Through the cross-sectional area of the duct, despite the inwardly directed V-shaped portions 23, this is maintained by the dash-dotted lines 24 in Fig. 2. Due to the fact that the duct cross-section is maintained unchanged, very advantageous air flow properties are obtained through the fire damper. This means that the requirements on the bulges 22 of the fans can mainly be reduced in capacity. Smaller fans in turn reduce operating costs.

The fire damper constructed according to the invention has proved advantageous from an acoustic point of view, the channel inside provides reduced turbulence to the air which, as the smooth surface passes through the damper. The smooth inside lacks sharp creases and transitions with pockets that can accumulate dirt, and the even thickness contributes to increased resistance to deformation. The number of details and thus the manufacturing cost decreases in relation to a conventional damper with a welded seal / stop plane.

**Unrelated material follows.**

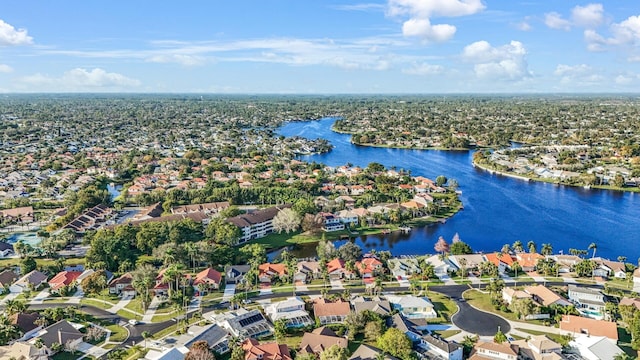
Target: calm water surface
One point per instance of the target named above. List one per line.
(497, 210)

Furthermore, a sloping transition between the inside of the web and the edge of the throttle blade is advantageous from a fitting point of view when the web moves relative to the throttle blade, since the throttle blade is significantly softer in one direction than the other and can thus spring away and adapt to a "moving" sealing surface. . As the waist moves inwards towards the damper blade, the damper becomes denser and denser.

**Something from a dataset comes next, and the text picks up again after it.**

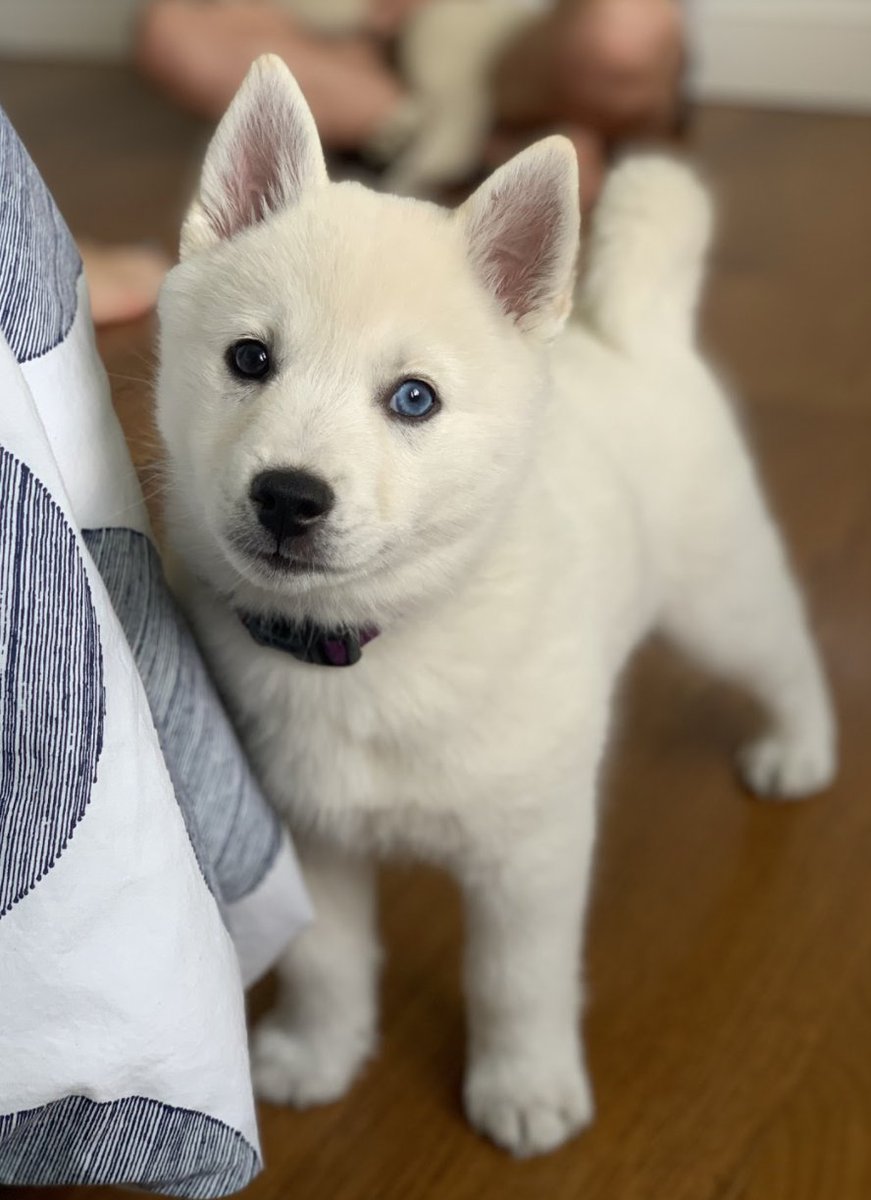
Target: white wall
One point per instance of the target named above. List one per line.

The invention is not limited to the embodiment described above, but several variants are conceivable within the scope of the following claims. For example, the horizontal frame elements 10 may be designed differently than shown. Furthermore, several types of mechanisms can be used to change the damper blades from open to closed position.

Claims (8)

10 15 20 25 30 35 501 542 PATENT REQUIREMENTS Four-sided frame for fire dampers at supply and exhaust air ducts in ventilation systems, comprising a number of interconnected frame elements (10, 11), which have a substantially U-shaped cross-section with a web (16, 21) and two side legs (15, 19) , wherein the web (16, 21) of the frame elements form the channel section, and in which two opposite frame sides (11) are provided with bearing points (14) for one or more blades (12) mounted on rotatable shafts (13), characterized therefrom, that each of the two other frame elements (10) is provided with a plate portion (18) which forms a tension joint, (21), assembled at a distance from the respective life along the respective frame element (10). Frame according to claim 1, characterized in that the frame elements (10) are made of stainless steel, while the plate portions (18) are made of ordinary steel plate. Frame according to claim 1, characterized in that the webs (21) on the two opposite frame elements (10) are profiled in the longitudinal direction. Frame according to claim 3, characterized in that the profiling is directed outwards, from the channel section of the damper. Frame according to claim 4, characterized in that the profiling forms a bulge (22) of the normal channel section (24). Frame according to claim 5, characterized in that one side of the bulge (22) is delimited by a V-shaped portion (23) of the web (21) directed towards the interior of the channel. 501 542 8 Frame according to claim 6, characterized in that the V-shaped portions (23) form sloping stop stops for one or more damper blades (12). Frame according to claim 7, characterized in that the profiling is symmetrical at each channel section end.